Last year, only two players, Judge and Stanton, had a better isolated power (ISO) than Gallo (.327), the number that truly saved Gallo's season from being a disaster.
Certainly there is a place on a roster for a player like that, but his low average and high strikeout totals (36.8% strikeout rate) meant that, when he wasn't hitting bombs, he was making a lot of outs.
Hot Second Half
This year, Gallo is sporting a slash line of .210/.321/.500, numbers similar to last year, with 34 homers, 78 RBI and 73 runs scored. His wOBA (.348) is slightly down from last year (.364), as is his ISO, which was .327 last year and is .290 this season.
But it has been a tale of two halves for Gallo here in 2018. Below are his first half numbers, compared to his digits since the All Star Break.
Split | AVG | OBP | SLG | OPS | HR | ISO | K% | BB% |
---|---|---|---|---|---|---|---|---|
1st Half | .187 | .296 | .443 | .739 | 22 | .256 | 36.2 | 12.6 |
2nd Half | .277 | .391 | .661 | 1.052 | 12 | .384 | 30.8 | 15.8 |
Gallo has increased his batting average 90 points, and his on-base percentage and slugging percentage have followed. His isolated power is through the roof in the second half, and his walk and strikeout rates have been going in better directions.
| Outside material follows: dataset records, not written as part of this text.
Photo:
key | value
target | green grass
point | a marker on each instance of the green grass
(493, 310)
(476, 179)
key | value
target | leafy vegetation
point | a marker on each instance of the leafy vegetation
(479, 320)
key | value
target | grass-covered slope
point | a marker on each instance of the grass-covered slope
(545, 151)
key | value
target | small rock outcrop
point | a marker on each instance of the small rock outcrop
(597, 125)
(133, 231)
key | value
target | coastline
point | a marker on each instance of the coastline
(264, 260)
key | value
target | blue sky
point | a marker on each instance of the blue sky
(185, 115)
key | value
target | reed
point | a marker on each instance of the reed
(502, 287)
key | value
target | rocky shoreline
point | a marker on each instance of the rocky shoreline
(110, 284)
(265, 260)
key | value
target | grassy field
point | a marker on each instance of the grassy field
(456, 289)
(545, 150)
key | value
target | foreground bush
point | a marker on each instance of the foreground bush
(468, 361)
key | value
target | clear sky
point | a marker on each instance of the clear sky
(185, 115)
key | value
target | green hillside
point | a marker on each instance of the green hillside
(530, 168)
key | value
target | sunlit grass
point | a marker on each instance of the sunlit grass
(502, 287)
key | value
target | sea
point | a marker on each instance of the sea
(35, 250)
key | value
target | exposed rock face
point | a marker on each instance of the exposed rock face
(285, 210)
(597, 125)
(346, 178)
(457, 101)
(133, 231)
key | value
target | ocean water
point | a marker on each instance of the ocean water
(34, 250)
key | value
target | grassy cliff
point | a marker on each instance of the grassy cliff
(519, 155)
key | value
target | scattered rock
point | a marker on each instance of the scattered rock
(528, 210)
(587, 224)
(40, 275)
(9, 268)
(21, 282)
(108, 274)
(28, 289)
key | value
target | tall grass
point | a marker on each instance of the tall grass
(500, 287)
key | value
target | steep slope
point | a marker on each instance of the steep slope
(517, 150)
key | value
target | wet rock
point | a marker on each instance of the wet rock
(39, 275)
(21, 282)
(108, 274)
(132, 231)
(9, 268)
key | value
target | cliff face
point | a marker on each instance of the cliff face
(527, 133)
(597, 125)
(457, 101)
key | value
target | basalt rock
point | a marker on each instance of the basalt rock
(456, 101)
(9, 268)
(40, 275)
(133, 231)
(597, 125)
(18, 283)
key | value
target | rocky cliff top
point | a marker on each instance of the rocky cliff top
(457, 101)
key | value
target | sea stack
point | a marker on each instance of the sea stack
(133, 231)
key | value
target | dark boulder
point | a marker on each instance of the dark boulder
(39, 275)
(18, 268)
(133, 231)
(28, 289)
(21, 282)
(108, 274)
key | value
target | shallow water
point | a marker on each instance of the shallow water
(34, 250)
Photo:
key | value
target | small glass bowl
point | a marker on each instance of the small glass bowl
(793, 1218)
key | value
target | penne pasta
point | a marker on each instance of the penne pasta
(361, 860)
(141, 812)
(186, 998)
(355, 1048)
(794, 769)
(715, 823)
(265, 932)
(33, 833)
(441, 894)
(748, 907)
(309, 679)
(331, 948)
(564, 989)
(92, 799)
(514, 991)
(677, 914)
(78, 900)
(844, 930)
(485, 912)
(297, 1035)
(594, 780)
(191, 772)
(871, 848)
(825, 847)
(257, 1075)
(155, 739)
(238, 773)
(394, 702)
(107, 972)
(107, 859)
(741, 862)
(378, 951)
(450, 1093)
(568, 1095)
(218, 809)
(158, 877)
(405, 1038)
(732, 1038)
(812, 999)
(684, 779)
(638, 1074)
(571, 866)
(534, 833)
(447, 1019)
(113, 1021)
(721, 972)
He's looked like a more well-rounded MLB hitter over the last two months. The big question is whether or not this is for real.
Can You Trust It?
Anytime a player increases his walk rate and decreases his strikeout rate to the degree to which Gallo has in the second half, it's a good thing. The power has always been there, but for the last six weeks, he hasn't been killing fantasy owners in the average and whiff departments.
The biggest change that indicates this may be something you can rely on over the final month of the season is his performance against left-handed pitching.
For his career, Gallo has hit .210/.306/.485 against lefties, and in the first half of this season, he hit .174/.269/.446 against them. In the second half, those numbers have improved to .353/.371/.853. That's a huge improvement.
The other thing to remember is Gallo is still just 24 years old. He's yet to hit his prime and is still making adjustments and improvements. Whether these adjustments stick long-term remains to be seen. After all, Gallo has essentially been the same type of player throughout his entire professional career, from the minors to today, and one tends to trust the larger sample size over the smaller.
That being said, fantasy owners should feel good about the performance they're getting from him right now, and he's at least dependable from a power perspective down the stretch. Anything you get in the average department should be considered a bonus.
The real key is whether Gallo continues his improved hitting through September, and whether that makes him a viable target for dynasty owners now in advance of the 2019 season. He's someone to watch over the final four weeks of the season, especially for dynasty leagues.